It’s no mystery that President Donald Trump likes to rattle of a laundry list of achievements since taking office. And as the seasons changed and the weather turned colder, that list turned festive.
“Guess what?” Trump told those gathered at the Values Voters Summit in October. “We’re saying ‘Merry Christmas’ again.” When it was time to light the National Christmas Tree earlier this month, the president noted in his remarks that it was President Ulysess S. Grant who made it a federal holiday.
“And I sort of feel we are doing that again,” Trump said. “That’s what’s happening.”
What’s really happening is a revival of a quintessential conservative culture war — the “war on Christmas,” to be exact. The controversy, premised on the notion that secular progressives are trying to eliminate hallowed Christian traditions from the public square, has long been a potent narrative on the right. Conservatives who enlisted in the fight insisted they were fighting the forces of political correctness and preserving a way of life in America that was under attack.
To put it another way: it was the perfect wedge issue for Trump, one that he wrapped up and gave to his base.
“Trump is no one’s idea as an evangelical Christian, but he is very much using the same rhetoric as the war on Christmas,” said Dan Cassino, a professor of political science at Fairleigh Dickinson University. “And it fits very much into his worldview that the people he’s representing have them left behind by this liberal society.”

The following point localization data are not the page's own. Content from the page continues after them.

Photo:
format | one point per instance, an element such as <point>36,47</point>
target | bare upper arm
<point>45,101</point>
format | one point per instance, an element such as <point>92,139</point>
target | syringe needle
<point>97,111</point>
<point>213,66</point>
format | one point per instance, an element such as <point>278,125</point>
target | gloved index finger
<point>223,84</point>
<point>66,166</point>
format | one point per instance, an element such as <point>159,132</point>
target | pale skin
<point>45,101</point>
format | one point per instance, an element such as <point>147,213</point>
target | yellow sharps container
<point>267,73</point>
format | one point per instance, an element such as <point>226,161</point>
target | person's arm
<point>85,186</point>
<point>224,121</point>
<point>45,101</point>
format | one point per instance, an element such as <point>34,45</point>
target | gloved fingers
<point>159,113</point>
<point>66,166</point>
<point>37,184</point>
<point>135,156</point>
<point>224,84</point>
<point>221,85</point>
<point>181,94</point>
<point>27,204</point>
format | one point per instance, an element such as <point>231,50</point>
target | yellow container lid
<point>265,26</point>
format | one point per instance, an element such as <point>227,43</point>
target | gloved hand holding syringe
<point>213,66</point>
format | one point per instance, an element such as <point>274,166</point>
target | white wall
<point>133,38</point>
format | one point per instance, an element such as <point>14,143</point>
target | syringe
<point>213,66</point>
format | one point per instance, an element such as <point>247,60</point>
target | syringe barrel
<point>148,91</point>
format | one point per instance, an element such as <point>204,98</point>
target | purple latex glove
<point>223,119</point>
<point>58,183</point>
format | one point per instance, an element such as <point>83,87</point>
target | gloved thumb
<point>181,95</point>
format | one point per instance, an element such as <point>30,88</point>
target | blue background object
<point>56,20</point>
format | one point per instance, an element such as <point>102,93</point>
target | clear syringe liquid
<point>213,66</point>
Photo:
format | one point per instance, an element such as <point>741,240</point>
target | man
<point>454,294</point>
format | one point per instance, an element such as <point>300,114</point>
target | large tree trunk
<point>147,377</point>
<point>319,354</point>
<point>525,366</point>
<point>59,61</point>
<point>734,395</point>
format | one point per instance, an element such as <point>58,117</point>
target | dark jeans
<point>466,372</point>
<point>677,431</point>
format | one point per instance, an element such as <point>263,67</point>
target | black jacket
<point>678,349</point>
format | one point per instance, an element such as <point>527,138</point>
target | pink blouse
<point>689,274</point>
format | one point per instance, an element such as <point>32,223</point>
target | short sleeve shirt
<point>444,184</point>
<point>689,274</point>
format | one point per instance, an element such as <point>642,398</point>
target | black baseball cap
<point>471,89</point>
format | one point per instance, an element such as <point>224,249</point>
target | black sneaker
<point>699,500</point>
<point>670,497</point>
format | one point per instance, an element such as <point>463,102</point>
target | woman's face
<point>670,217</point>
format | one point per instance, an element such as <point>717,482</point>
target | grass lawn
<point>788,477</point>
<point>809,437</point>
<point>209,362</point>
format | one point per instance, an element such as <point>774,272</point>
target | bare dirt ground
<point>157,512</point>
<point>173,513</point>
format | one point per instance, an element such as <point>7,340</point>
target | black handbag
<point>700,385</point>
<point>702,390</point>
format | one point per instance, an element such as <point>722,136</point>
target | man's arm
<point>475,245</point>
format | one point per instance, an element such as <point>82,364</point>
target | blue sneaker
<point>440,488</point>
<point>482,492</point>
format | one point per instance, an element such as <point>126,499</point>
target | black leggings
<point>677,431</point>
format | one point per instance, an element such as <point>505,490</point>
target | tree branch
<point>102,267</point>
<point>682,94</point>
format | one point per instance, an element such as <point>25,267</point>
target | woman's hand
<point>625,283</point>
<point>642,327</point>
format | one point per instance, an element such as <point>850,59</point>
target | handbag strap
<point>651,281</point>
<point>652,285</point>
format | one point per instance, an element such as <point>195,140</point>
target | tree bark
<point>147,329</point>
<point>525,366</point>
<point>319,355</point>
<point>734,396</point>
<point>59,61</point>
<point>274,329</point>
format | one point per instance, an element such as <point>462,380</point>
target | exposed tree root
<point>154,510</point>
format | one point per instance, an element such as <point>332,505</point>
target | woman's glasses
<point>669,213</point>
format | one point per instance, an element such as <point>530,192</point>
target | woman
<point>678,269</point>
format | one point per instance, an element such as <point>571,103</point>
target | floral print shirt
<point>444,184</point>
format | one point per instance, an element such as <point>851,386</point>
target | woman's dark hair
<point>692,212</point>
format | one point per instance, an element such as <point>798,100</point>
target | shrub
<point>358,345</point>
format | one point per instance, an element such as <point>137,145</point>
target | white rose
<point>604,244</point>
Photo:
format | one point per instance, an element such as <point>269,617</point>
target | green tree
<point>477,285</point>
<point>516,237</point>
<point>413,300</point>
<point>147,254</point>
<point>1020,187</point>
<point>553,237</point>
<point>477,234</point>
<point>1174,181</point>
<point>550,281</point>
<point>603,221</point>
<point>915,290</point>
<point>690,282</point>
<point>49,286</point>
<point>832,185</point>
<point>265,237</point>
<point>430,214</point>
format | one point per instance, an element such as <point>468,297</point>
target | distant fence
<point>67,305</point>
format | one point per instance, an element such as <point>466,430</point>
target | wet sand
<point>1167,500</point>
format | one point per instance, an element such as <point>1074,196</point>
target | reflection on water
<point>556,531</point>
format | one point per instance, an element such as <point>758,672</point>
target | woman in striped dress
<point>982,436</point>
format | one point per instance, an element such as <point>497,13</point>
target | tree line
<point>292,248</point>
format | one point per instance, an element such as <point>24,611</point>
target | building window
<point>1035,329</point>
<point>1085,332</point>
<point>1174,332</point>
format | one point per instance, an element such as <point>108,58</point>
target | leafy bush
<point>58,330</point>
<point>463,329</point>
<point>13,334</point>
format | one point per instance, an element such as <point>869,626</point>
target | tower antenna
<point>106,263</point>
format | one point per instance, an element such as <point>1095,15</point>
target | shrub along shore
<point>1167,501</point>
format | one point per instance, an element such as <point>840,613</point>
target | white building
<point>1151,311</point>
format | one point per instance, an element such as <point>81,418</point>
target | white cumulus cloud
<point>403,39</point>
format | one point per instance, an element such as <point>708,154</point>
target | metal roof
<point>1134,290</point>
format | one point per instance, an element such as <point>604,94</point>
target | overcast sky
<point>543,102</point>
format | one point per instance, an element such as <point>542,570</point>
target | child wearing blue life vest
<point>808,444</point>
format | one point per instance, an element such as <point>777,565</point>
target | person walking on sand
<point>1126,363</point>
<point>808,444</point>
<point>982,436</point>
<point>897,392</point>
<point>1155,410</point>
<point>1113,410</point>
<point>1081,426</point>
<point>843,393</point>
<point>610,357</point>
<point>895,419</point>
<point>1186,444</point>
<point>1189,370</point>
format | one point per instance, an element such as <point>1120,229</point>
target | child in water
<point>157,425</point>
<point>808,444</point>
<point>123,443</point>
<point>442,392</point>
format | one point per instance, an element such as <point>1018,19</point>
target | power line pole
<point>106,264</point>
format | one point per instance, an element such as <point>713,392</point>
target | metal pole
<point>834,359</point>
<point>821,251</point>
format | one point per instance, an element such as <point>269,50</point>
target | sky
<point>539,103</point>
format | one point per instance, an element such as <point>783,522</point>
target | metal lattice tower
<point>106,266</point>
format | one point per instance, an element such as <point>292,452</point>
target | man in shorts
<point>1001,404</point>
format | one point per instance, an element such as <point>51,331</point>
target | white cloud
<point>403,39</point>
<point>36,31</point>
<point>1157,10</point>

Trump promised victory in the yuletide struggle on the campaign trail, assuring supporters in 2015, “If I become president, we’re going to be saying Merry Christmas at every store.” But by that time, the controversy had become somewhat passé. For years, beginning around the mid-2000s, the “war on Christmas” was an annual storyline for Fox News.
Led by Bill O’Reilly, the network devoted countless hours of airtime targeting lawmakers and department stores that gave preference to more neutral greetings like “happy holidays.”
“If you’re not going to say ‘Merry Christmas,’ and it’s a federal holiday, I’m not going to buy the lamp,” O’Reilly said in 2006. By 2016, however, O’Reilly declared victory in the “War on Christmas,” and the storyline faded to the periphery on the network.
But it didn’t really go away. The same resentments that fueled Fox’s “War on Christmas” hardened and evolved. And eventually, they were channeled by an unconventional candidate who promised to “make America great again.”